HOLLYWOOD, CA - 11. NOVEMBER: Sonderpreisträger Alejandro González Iñárritu spricht auf der Bühne der 9. jährlichen Governors Awards der Academy of Motion Picture Arts and Sciences im Ray Dolby Ballroom im Hollywood & Highland Center am 11. November 2017 in Hollywood, Kalifornien. (Foto von Kevin Winter/Getty Images)

Iñárritu gewinnt seinen zweiten Oscar für die beste Regie für „The Revenant“

Getty Images

Die Anziehungskraft von „Bardo“ rührt von der Art und Weise her, wie es sich dieser Herausforderung stellt, anstatt vor ihr zurückzuweichen. Der Film beginnt mit zwei unerhörten Traumsequenzen – einer POV-Aufnahme seines Charakters im Flug durch die Wüste und einer imaginären Szene, in der sein ungeborenes Kind beschließt, in den Mutterleib zurückzukehren. Von da an wird es nur noch wilder, von einer ergreifenden Konfrontation zwischen Silverio und seinem verstorbenen Vater, bei der der jüngere Mann auf die Größe eines Jugendlichen schrumpft, bis zu einem imaginären Moment, in dem ganz Mexiko-Stadt um ihn herum stirbt und er in ein Gespräch mit dem spanischen Eroberer gerät Hernán Cortes.

Dazwischen gibt es berührende Showdowns zwischen Silverio und seiner verärgerten Familie, Silverio und den mexikanischen Medien, Klassenkampf und eine höllisch lange Einstellung auf der Tanzfläche. „Dieser Film hat mehr mit Jorge Luis Borges zu tun als mit Fellini“, sagte Iñaritu. „Borges vermischte Zeit und Raum immer auf labyrinthische Weise. Das ist die Quelle der Inspiration für mich.“

Es ist auch eine Meditation über die mexikanische Geschichte, die einige amerikanische Zuschauer möglicherweise nicht vollständig verstehen. Der Film enthält verrückte Abschweifungen über den Kolonialismus, Verweise auf die aztekische Mythologie über den Gott des Feuers, die Zehntausende von Frauen, die im ganzen Land verschwunden sind, und einen Diskurs über den mexikanisch-amerikanischen Krieg.

„All diese Dinge haben uns als Nation geprägt“, sagte Iñaritu. Besonders angetan war er von einer Szene, in der zwei Charaktere darüber diskutieren, wie die USA die Hälfte Mexikos für nur 50 Millionen Pesos erworben haben. „Diese Niederlagen haben uns einen Minderwertigkeitskomplex beschert“, sagte er. „Viele Amerikaner wissen nicht einmal, was passiert ist, aber die Mexikaner werden es verstehen. Es gibt viele Dinge in unseren Erzählungen, die unser Bewusstsein beeinflusst haben.“ In seiner ersten Telluride-Einführung verglich er die komplexe thematische Mischung des Films mit Pozole und nahm sich dann einen Moment Zeit, um dem Publikum zu erklären, was das war.

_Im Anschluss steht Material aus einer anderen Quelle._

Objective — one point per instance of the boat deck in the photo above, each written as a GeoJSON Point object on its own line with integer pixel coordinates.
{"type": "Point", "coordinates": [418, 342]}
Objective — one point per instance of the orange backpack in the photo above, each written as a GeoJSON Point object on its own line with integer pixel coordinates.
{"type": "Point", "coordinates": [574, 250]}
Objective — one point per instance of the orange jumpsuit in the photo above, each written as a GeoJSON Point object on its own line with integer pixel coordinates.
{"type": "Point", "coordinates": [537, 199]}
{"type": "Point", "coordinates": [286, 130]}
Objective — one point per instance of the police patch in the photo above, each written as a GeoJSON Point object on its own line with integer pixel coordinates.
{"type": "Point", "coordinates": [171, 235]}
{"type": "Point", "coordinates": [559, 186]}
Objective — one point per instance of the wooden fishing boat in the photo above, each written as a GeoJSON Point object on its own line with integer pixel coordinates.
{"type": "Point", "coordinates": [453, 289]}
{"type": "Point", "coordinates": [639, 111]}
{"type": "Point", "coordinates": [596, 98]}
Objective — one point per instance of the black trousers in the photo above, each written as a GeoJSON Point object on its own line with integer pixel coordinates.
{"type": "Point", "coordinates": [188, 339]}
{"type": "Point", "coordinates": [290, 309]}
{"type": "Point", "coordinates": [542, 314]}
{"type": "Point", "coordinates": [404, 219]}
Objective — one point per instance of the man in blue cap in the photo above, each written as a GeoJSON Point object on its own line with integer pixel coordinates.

Nach „The Revenant“ konzentrierte sich Iñaritu auf sein Familienleben. Er wanderte viel, lernte Töpfern und verbrachte Zeit mit seiner Tochter in Japan. Er hörte auf und begann während der Pandemie zweimal mit dem Schreiben von „Bardo“, sagte er, und finanzierte das Projekt zunächst selbst, bevor Netflix sich einmischte. In diesen frühen Stadien warnten ihn Kollegen, nicht anzunehmen, dass er das unverschämte Konzept, das er im Sinn hatte, durchziehen könnte.

„Sie warnten mich und sagten, dies sei nicht mehr dieselbe Landschaft wie vor fünf Jahren“, sagte er. Das erstreckte sich auf die subversive Natur der Geschichte. „Es ist für jeden Filmemacher zu einer sehr schwierigen Landschaft geworden, sich in diesem gefährdeten Bereich zurechtzufinden, in dem Sie jederzeit von jedem gelyncht werden können, ohne dass es dafür eine wirkliche Grundlage gibt“, sagte er.

Doch „Bardo“ vermeidet solche Minenfelder, indem er Silverios Neurosen in ein visuelles Spektakel bündelt, das mit Einfallsreichtum beladen ist, das nur wenige Filmemacher zustande bringen könnten. Die VFX, die von derselben Firma produziert werden, die jetzt an Barry Jenkins’ Prequel „Der König der Löwen“ für Disney arbeitet, wurden noch nie so intim eingesetzt. Der engste Vergleich mag „Birdman“ sein, aber tauscht seine Hollywood-Satire gegen eine ehrlichere und intimere Erkundung.

„Technisch und filmisch ist dieser Film etwas, auf das ich wirklich stolz bin“, sagte Iñaritu. „Das Navigieren durch diese zeitliche und räumliche Liquidität ist mit Bildern sehr schwierig.“

Daniel Gimenez Cacho

Daniel Giménez Cacho und Alejandro G. Iñárritu am Set von „Bardo“

Foto von SeoJu Park

Die Risikobereitschaft des Films ist eine implizite Herausforderung an konservativere Erzählstandards. Während er für „Birdman“ wirbt, sagte Iñaritu einem Journalisten, dass er Marvel-Filme für eine Form von „kulturellem Völkermord“ hielt, was Robert Downey Jr. dazu veranlasste, zu erwidern: „Für einen Mann, dessen Muttersprache Spanisch ist, kann er einen Satz zusammenstellen wie ‚kultureller Völkermord‘ nur dafür spricht, wie klug er ist.“ Darüber macht sich der Regisseur noch Gedanken.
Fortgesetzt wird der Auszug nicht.